Bajorat Media
Was kostet eine professionelle Website?
Eine professionelle Website kostet je nach Umfang meist mehrere tausend bis fünfstellige Euro-Beträge. Entscheidend sind Ziel, Inhalt, Design, Technik und Betrieb.
Eine professionelle Website kostet für Unternehmen meist mehrere tausend Euro. Kleine Auftritte liegen oft im unteren bis mittleren vierstelligen Bereich, individuelle KMU-Websites eher im fünfstelligen Bereich; Shops, Portale und Plattformen können deutlich darüber liegen.
Der Preis entsteht nicht aus der Seitenanzahl allein. Entscheidend ist, was die Website leisten soll: informieren, Anfragen erzeugen, Produkte verkaufen, Bewerbungen gewinnen oder interne Prozesse abbilden. Eine Website mit fünf Seiten kann teurer sein als eine Website mit zwanzig Seiten, wenn sie mehr Strategie, Schnittstellen, Designsystem, Texte, SEO oder technische Prüfung benötigt.
Wovon der Preis einer Website abhängt
Die wichtigsten Kostentreiber sind:
- Umfang der Inhalte, Seiten und Templates
- Individualität von Design und Nutzerführung
- technische Funktionen wie Formulare, Filter, Logins oder Schnittstellen
- Content-Arbeit, Fotografie, Texte und Suchintentionen
- Qualitätssicherung für Performance, Datenschutz, Barrierefreiheit und Mobilgeräte
- laufender Betrieb mit Hosting, Wartung, Monitoring und Weiterentwicklung
Für eine Website, die sichtbar werden und Anfragen bringen soll, reicht die reine Umsetzung selten aus. Webdesign und Konzeption gehören zusammen, weil Struktur, Inhalte und technische Basis darüber entscheiden, ob Besucher den nächsten Schritt machen.

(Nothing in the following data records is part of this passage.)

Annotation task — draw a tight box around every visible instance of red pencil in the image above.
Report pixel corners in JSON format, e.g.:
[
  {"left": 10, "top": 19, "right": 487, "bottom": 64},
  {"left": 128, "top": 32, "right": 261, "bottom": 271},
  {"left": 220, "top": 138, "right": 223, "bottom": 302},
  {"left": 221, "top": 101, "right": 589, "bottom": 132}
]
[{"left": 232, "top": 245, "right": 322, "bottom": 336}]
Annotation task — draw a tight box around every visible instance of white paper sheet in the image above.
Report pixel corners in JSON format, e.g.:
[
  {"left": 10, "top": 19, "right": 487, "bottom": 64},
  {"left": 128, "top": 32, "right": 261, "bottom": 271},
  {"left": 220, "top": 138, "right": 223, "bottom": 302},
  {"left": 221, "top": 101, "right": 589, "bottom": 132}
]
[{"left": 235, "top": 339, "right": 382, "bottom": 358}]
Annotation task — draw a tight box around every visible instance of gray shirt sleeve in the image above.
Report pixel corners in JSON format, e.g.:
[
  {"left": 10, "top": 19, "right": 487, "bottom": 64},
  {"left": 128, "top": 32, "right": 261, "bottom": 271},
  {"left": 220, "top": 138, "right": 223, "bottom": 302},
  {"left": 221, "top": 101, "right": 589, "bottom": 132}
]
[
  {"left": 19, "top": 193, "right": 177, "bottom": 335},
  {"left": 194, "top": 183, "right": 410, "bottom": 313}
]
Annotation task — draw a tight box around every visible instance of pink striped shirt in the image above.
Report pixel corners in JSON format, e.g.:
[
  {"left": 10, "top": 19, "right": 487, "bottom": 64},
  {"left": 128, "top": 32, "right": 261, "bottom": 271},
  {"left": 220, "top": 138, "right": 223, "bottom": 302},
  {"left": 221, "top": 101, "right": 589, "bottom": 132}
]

Was eine Website nach Typ kostet
| Website-Typ | Typischer Rahmen | Passt für |
|---|---|---|
| Kleine Unternehmenswebsite | ca. 3.000 bis 8.000 Euro | klarer Auftritt, wenige Leistungen, einfache Kontaktwege |
| KMU-Website mit Strategie | ca. 8.000 bis 25.000 Euro | mehrere Leistungen, SEO-Struktur, individuelle Templates |
| Onlineshop | ca. 10.000 bis 60.000 Euro und mehr | Produkte, Zahlung, Versand, Rechtstexte, laufender Betrieb |
| Portal oder Webanwendung | ab ca. 30.000 Euro | Logins, Rollen, Datenmodelle, Schnittstellen, Prozesse |
Diese Werte sind branchenübliche Orientierungsgrößen kleinerer Agenturen, keine Paketpreise und kein Angebot von Bajorat Media. Ein fokussierter erster Ausbau kann sinnvoller sein als ein großer Start mit vielen Annahmen. Wie Angebote bei Bajorat Media individuell entstehen, erklärt die Seite Preise und Kosten.
Preismodelle: Festpreis, Paket oder Aufwand
Ein Festpreis ist sinnvoll, wenn Umfang, Inhalte, Funktionen und Abnahmen gut beschrieben sind. Ein Zeitbudget passt besser, wenn Anforderungen noch wachsen oder das Projekt iterativ geplant wird. Paketpreise funktionieren nur bei stark standardisierten Leistungen; für individuelle Unternehmenswebsites sind sie oft zu grob.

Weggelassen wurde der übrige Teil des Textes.